Will the new CFPB Director be our First Real Czar?

Zach Luck 

Wikipedia has a great list of all the “[fill-in-the-broad-policy-concern] Czars” here.  Obama has already handed out at least 37 Czar titles.  With all these Czars running around, is it possible that the first Director of the Consumer Financial Protection Bureau (CFPB) might be the first real federal Czar of anything?

By “real Czar” I clearly don’t mean an absolute ruler of the late-medieval Slavic variety.  I just mean a single policy maker with significant power over some policy area, who faces relatively limited outside control and oversight.  That’s what the term implies to me – someone is the “Drug Czar” because they hold lots of power over U.S. drug policy.  This conception of what the Drug Czar can do, is, of course, not really true.  Being a federal Czar of something is more like being anointed the “organizer” or “point-person” for that issue, but “Czar” sounds pretty good, so we run with it.

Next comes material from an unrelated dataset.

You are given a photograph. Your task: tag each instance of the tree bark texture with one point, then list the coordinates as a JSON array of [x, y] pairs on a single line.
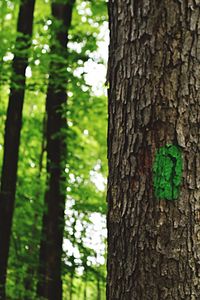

So how is the CFPB job our first real Czar?  The agency directorship has two characteristics that rarely come together in administrative agencies: 1) a single head for the agency and 2) that agency head (the director) is removable only for cause during a 5 year term—meaning the President can’t fire the person at will to replace them with a political ally.  Both single heads of agencies and for-cause removal provisions are very common, but they rarely appear together.  Think through some federal agencies you’ve heard of and they will fall into one category or the other: the Federal Reserve (multi-member board, for cause terms), Federal Trade Commission (multi-member board, for cause terms), Environmental Protection Agency (single-head who gets booted by each new president), Occupational Safety and Health Administration (same).  Removal only for cause does not make an agency head entirely unaccountable.  Among other checks, Congress can always strip away agency funding.  But it does give the director a lot of independence from the sitting president, especially when appointed by a president of the opposite party

Consumers need a strong, independent, and nimble CFPB, focused on consumer protection.  Is a single agency head the best path to this goal?  Jean Noonan, who was the Associate Director of the FTC’s Consumer Protection Bureau, persuasively argues that a compromise to put Elizabeth Warren at the head of a multi-member board could be a good deal for everyone.  She argues it would put the right person in charge of the panel now, and lower the chance for radical shifts in agency policy or significant periods without authority in the future.  While I would be happy to see Elizabeth Warren get confirmed to run the agency by herself, I am nervous that the next Czar to come along might be a lot less concerned with protecting consumers.  That’s the danger with Czars; maybe you like this one, but what about the next guy?